Pound Sterling slumps after upbeat US Nonfarm Payrolls data

  • The Pound Sterling drops from 1.2680 as deepening Middle East tensions hurt risk-sensitive currencies.
  • A sharp dip in UK inflation expectations improves BoE’s early rate cut hopes, weighing on the Sterling.
  • The US Dollar bounces back on strong US Nonfarm Payrolls data

The Pound Sterling (GBP) falls sharply to 1.2600 in Friday’s early American session. The GBP/USD pair weakens as upbeat United States Nonfarm Payrolls (NFP) data for March has boosted demand for the US Dollar. 

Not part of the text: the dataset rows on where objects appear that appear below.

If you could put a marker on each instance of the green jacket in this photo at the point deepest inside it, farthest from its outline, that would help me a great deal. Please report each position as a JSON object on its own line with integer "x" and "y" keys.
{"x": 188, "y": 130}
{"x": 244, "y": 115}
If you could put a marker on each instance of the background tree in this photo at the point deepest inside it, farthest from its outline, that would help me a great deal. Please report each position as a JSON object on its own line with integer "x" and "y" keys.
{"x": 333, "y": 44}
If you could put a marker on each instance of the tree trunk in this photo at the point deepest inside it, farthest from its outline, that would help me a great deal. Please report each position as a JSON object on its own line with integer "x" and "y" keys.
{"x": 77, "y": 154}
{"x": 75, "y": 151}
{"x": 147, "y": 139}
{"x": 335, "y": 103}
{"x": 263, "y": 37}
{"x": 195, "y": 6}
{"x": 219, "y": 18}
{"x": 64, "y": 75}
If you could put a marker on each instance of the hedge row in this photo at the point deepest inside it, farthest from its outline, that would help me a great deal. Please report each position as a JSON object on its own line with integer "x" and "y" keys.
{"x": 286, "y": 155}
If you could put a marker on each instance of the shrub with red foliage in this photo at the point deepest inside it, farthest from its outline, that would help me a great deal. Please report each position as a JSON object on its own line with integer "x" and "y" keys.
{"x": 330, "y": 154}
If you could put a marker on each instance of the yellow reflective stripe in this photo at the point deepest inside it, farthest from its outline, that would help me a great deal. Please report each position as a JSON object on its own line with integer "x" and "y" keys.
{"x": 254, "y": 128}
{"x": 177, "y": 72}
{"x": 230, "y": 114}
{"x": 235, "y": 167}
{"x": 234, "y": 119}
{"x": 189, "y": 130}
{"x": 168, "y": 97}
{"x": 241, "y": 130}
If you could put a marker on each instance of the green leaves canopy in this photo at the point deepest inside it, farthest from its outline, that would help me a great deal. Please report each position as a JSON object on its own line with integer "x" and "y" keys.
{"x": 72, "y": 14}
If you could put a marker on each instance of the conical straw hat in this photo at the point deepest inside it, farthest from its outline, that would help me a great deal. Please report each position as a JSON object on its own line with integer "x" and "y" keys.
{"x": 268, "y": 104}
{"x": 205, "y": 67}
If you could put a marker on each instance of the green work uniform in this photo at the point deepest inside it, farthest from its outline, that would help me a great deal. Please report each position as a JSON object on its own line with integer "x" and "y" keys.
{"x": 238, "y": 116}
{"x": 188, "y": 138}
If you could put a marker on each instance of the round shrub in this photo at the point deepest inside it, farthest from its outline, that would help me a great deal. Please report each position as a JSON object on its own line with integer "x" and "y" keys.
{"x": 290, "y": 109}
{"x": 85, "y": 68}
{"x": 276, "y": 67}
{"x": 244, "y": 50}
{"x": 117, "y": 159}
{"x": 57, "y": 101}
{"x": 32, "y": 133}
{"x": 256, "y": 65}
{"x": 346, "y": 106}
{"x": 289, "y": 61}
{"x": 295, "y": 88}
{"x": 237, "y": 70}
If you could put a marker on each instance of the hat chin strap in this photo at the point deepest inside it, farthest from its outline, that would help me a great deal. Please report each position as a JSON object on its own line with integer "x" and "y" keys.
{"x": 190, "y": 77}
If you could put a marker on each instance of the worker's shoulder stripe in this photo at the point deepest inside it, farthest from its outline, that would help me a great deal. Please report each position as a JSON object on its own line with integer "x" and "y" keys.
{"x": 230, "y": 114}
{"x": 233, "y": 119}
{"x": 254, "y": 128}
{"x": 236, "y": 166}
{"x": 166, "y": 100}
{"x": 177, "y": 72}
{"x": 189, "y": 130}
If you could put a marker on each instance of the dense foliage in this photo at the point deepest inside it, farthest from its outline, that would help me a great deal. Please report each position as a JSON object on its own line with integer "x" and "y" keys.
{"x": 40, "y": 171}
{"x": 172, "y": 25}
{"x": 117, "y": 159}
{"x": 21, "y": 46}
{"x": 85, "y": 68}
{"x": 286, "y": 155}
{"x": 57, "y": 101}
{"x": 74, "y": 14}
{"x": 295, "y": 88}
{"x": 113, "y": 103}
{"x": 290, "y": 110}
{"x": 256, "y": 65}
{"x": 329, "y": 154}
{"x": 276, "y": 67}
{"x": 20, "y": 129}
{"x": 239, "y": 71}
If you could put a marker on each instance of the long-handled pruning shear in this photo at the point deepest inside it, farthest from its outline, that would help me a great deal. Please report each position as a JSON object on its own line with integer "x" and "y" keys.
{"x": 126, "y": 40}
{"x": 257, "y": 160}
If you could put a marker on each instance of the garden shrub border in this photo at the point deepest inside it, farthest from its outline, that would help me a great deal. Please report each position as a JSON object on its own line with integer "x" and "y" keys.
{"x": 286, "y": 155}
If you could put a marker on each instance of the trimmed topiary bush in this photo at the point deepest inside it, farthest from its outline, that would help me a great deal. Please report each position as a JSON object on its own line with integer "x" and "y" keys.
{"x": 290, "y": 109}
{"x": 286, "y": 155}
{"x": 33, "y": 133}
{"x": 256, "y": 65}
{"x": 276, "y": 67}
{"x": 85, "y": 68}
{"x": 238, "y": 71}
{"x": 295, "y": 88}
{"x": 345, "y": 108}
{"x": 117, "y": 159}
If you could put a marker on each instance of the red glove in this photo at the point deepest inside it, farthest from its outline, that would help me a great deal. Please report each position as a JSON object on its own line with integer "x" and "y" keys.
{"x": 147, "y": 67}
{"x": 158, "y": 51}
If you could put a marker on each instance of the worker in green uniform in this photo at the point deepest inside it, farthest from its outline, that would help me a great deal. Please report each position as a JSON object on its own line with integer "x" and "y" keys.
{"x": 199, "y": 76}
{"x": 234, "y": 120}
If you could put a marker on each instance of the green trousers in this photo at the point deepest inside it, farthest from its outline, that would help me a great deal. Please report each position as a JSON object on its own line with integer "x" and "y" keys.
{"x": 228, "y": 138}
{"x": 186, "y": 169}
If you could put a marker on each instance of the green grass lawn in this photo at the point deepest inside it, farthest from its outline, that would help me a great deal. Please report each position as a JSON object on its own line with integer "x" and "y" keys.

The labor market report showed that NFP for February were higher at 303K, against expectations of 200K and the prior reading of 270K, downwardly revised from 275K. The Unemployment Rate drops to 3.8% from expectations and the prior reading of 3.9%. Annual Hourly Earnings grew by 0.3%, as expected on a month-on-month basis. The annual wage growth slowed to 4.1%, as expected from the former reading of 4.3%.

Strong labor demand that leads to higher wage growth, which spurts inflation, would allow the Federal Reserve (Fed) to delay rate-cut plans. On Thursday, Minneapolis Fed Bank President Neel Kashkari warned rate cuts won’t be required this year if inflation stalls. Kashkari also said he forecasted two rate cuts for 2024 in the latest dot plot.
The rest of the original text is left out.